Question

A 30 μF capacitor is connected across a programmed power supply. During the interval from t = 0 to t = 3.00 s the output voltage of the supply is given by V(t) = 6.00 + 4.00t - 2.00t² volts. At t = 0.500 s

a. find the charge on the capacitor

Answer 1

At t = 0.500 s, the voltage on a 30 µF capacitor is 7.50 V. The charge on the capacitor can be calculated using q = CV, resulting in a charge of 225 µC.

Step-by-step explanation:

To calculate the charge on a 30 µF capacitor at a given time t = 0.500 s, using the provided voltage function V(t) = 6.00 + 4.00t - 2.00t² volts, we first need to plug the time into this function to find the voltage at that specific time.

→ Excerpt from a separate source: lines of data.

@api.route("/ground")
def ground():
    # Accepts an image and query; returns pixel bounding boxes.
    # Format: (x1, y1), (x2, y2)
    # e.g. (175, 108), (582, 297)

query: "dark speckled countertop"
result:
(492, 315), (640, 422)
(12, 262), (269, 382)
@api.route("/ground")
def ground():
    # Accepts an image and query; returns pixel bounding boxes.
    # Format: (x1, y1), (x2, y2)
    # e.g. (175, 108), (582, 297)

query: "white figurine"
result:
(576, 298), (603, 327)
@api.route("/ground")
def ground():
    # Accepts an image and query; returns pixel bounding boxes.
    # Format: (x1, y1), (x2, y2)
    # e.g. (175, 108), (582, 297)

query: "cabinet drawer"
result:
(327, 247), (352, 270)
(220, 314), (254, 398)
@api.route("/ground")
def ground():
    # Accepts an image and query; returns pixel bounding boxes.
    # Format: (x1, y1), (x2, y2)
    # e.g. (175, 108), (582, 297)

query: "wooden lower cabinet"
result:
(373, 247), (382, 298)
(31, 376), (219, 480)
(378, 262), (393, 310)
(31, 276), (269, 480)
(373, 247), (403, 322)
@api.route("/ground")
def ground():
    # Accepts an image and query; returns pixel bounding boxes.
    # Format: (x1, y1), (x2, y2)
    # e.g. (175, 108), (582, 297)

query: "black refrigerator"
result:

Substituting t = 0.500 s into the voltage function gives:

V(0.500) = 6.00 + 4.00(0.500) - 2.00(0.500)² = 6.00 + 2.00 - 0.50 = 7.50 V

The charge q on a capacitor is given by the formula q = CV, where C represents the capacitance and V represents the voltage across the capacitor. Using the capacitance value of 30 µF and the voltage at t = 0.500 s:

q = (30 µF) × (7.50 V) = 225 µC

Therefore, the charge on the capacitor at 0.500 s is 225 µC.